I really liked it, 8/10


----------



## CertifiedCervine (Aug 7, 2019)

Captain TrashPanda said:


> I really liked it, 8/10


Really digging that guy’s singing. Definitely saving this!
9/10


----------



## Captain TrashPanda (Aug 7, 2019)

CertifiedCervine said:


> Really digging that guy’s singing. Definitely saving this!
> 9/10


Wow, that's really nice ngl. Not my kind of music but still, 7/10




Psst Cervine, if you like Haunts Me, go look up The Crew 2 Infinite Country, it's one of the radio stations off the game


----------



## foussiremix (Aug 14, 2019)

9/10
Liked it


----------



## AceQuorthon (Aug 15, 2019)

foussiremix said:


> 9/10
> Liked it



0/10 because Square Enix has blocked it for me lol


----------



## foussiremix (Aug 15, 2019)

AceQuorthon said:


> 0/10 because Square Enix has blocked it for me lol


And I oop, didnt notice they took it down.
Also 8/10


----------



## Cyanomega (Aug 24, 2019)

I honestly liked the instrumentals but not so much the vocals.

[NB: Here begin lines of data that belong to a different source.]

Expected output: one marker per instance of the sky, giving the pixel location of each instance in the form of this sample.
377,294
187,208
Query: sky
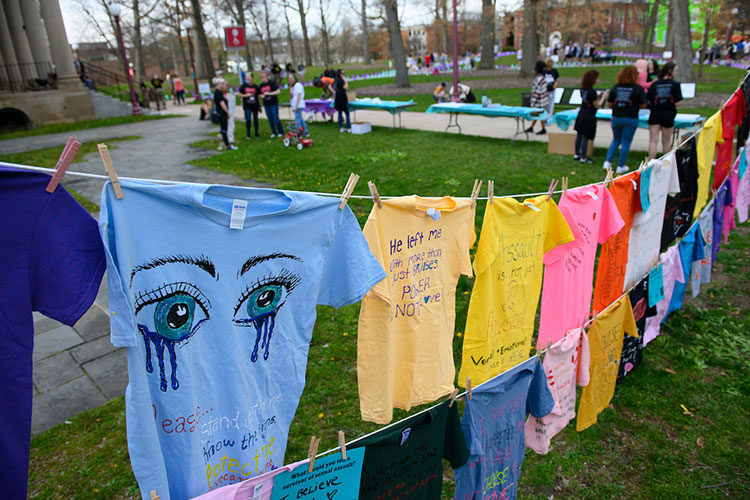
414,12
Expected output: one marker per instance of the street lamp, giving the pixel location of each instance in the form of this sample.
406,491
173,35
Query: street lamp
114,10
188,24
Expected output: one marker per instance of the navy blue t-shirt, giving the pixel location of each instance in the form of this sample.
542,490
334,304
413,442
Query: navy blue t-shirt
51,261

and also I kind of though I was watching an ad for 2 minutes.

6/10   

[


----------



## StealthMode (Aug 26, 2019)

Cyanomega said:


> I honestly liked the instrumentals but not so much the vocals.
> 
> and also I kind of though I was watching an ad for 2 minutes.
> 
> ...


7/10

Very relaxing. I think I'll save that song


----------



## Nimah (Aug 26, 2019)

StealthMode said:


> 7/10
> 
> Very relaxing. I think I'll save that song




7/10 a classic, but a little bit repetitious for me.


----------



## Cyanomega (Aug 26, 2019)

Really took me a while to get into it but I'm into it. Kind of like a mesh of the talking heads and MGMT.

had to re listen to it twice.

7/10

[


----------



## Foxosh (Aug 29, 2019)

Man that song was cool but im not sure what to rate it


----------



## Rusty_Raccoon (Aug 29, 2019)

It's Jimi Hendrix, it's pretty good 8/10


----------



## Foxosh (Aug 29, 2019)

Not bad 7/10
Now try this


----------



## Rusty_Raccoon (Aug 29, 2019)

Oh hey, a Lynnyrd Skynyrd song that isn't Free Bird or Sweet Home Alabama. I think it's good, 7/10.


----------



## Nimah (Aug 31, 2019)

7/10 my dad like The Police, so it kind of reminds me childhood and family car trips. To be fair i've no idea about what they are saying, but it's catchy.


----------



## Cyanomega (Aug 31, 2019)

I love the vocals and the instrumentals. Also I'm a sucker for anything that sounds like the 30s thru the 50s. It's also just a fun song. Could have sworn I hear a version of this with a female singer.
8/10
[


----------



## Foxosh (Sep 19, 2019)

Beginning sounds like video games. Didn't have earbuds so i couldn't get the words

One from the greatest michigan band


----------



## Cyanomega (Oct 19, 2019)

I really love it, mainly because it's weird and fun as all.

so 8/10.

Also, venison  is the best meat, fishing is relaxing, and lying to friends is normal and a right of passage.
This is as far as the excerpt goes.